Como otras películas en competencia, Las mariposas de Sadourní (2012) apuesta por una estética añeja. En este caso, el argentino Dario Nardi retoma las características del expresionismo alemán: filma en blanco y negro, con luces contrastadas y escenografías que contribuyen al dramatismo. Ahí ubica a Sadourní, un enano que luego de purgar la mayor parte de la condena que lo tiene en prisión, comienza a salir diariamente. Pero necesita encontrar un trabajo, y afuera no hay lugar para él. Nardi saca buen provecho del montaje: crea paralelismos entre situaciones y personajes por medio de la alternancia e inserta flashbacks que incrementan el drama del protagonista. La forma aporta dosis de extrañeza a un discurso que sigue caminos naturalistas (el hombre, como otras especies, es depredador y recurre a salvajes estrategias de sobrevivencia) y explora la discriminación.
La pasión de Michelangelo (2012) es el segundo largo de ficción del chileno Esteban Larrain, quien ubica su relato en 1983, cuando las protestas callejeras contra el gobierno pinochetista cobraban fuerza. Entonces aparece en un paraje rural un joven que afirma que la Virgen le habla. Su popularidad va progresivamente en aumento, y pronto tiene un enorme auditorio. Comienza entonces a hacer sospechosos viajes a Santiago y a dar mensajes no menos sospechosos a favor del régimen. Mientras tanto un sacerdote realiza una investigación. Larrain exhibe las triquiñuelas del gobierno militar para distraer la atención y utilizar a su favor el fervor religioso. Pero también muestra cómo todos buscan sacar algún provecho de ello: la mezquindad es un fenómeno social que lleva al sacerdote investigador a confesar que ya no le es posible encontrar a Dios entre los hombres.
El limpiador (2012) es la ópera prima de Adrián Saba, quien nació en España y creció en Perú.
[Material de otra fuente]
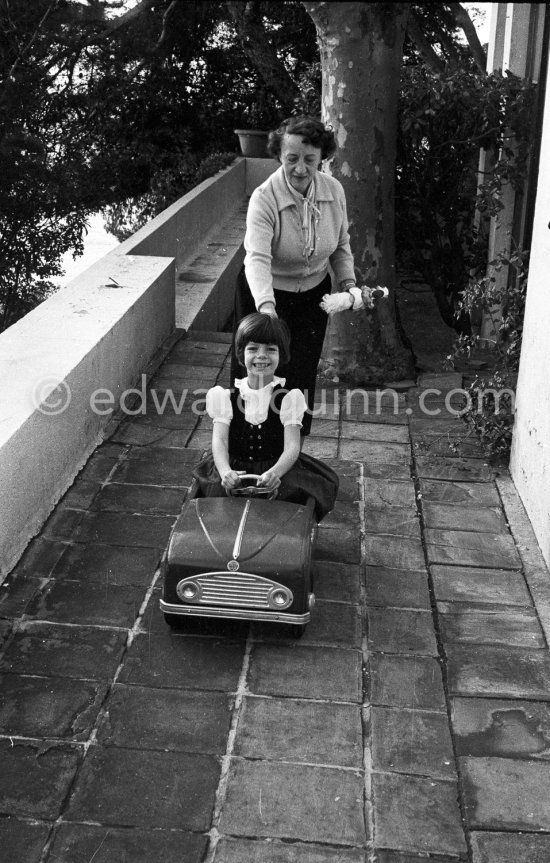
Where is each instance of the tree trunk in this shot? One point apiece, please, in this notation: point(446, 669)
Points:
point(361, 47)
El argumento recoge una epidemia que deja en Lima una gran cantidad de cadáveres, particularmente varones adultos. Como Eusebio, un hombre maduro que trabaja limpiando los espacios donde fallecen los infectados, y un día encuentra a un niño que recién ha quedado huérfano. Mientras ubica a sus familiares se hace cargo de él. Y su vida hasta parece adquirir un propósito. Saba propone una cinta contemplativa que alberga una metáfora sobre la grisura en masculino: el abúlico Eusebio es un hombre sin vida que al hacerse cargo de otra vida descubre algo cercano al bien-estar (hablar de felicidad sería el tipo de exceso que sólo Hollywood se permite sin remordimientos).
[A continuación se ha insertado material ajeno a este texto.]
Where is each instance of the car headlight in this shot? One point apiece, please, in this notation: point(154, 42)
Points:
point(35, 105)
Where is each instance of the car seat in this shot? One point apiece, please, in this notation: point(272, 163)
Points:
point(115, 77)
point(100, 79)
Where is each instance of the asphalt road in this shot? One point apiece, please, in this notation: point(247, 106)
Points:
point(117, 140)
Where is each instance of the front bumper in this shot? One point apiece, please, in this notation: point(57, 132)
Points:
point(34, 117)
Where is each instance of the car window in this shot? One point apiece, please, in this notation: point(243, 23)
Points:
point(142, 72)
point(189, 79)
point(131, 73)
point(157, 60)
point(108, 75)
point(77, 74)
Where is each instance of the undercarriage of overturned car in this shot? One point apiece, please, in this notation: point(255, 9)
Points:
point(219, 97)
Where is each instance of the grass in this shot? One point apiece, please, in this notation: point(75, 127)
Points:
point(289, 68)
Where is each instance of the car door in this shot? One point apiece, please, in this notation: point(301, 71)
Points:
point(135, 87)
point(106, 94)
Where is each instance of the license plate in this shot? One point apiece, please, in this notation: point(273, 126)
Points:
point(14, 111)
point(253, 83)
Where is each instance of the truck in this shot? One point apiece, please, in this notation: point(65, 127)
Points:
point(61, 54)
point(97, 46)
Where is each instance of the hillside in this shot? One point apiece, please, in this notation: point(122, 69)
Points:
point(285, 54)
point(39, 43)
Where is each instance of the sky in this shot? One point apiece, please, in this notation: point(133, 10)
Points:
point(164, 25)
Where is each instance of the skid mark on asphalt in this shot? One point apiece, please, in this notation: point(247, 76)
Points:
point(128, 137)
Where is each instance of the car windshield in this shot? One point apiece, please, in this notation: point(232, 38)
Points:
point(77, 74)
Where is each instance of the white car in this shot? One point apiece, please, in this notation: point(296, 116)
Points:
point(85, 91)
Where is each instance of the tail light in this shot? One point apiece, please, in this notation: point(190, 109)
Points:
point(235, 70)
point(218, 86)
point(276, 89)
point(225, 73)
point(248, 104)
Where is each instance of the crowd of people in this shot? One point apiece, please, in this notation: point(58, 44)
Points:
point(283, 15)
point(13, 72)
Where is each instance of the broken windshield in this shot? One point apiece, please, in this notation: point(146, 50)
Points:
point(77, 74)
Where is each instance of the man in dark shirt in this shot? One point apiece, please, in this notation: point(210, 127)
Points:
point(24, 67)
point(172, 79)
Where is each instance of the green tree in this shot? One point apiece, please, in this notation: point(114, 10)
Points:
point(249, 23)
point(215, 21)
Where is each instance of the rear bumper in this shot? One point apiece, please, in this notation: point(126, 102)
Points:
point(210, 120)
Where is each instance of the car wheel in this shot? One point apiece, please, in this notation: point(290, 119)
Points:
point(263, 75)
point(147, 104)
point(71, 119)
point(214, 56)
En los años cuarenta el gobierno brasileño apoyó una expedición para explorar el centro del país. A ella se suman los hermanos Villas Boas (Claudio, Orlando y Leonardo), quienes descubren que los territorios visitados están habitados por indios. Al principio éstos son hostiles, mas luego los hermanos hacen amistad con ellos, lo que permite continuar con la misión. Pero los planes del gobierno son otros, por lo que ellos deben asumir el papel de defensores de los pobladores y proponen un parque nacional para protegerlos. De todo esto da cuenta Xingu (2012), tercer largometraje de ficción del paulista Cao Hamburger. Éste se inspira libremente en hechos reales y entrega una afortunada cinta de aventuras antropológicas… y morales. Los Villas Boas pronto caen en la cuenta del mal que su presencia ocasiona, comenzando con las enfermedades que transmiten y terminando con la amenaza a los territorios indios. La defensa supone, así, ir contra la ola del progreso y la voracidad de los blancos. Hamburger ilustra cómo la civilización occidental es una especie de virus que no sólo atenta contra las civilizaciones indígenas, sino contra todos los hombres.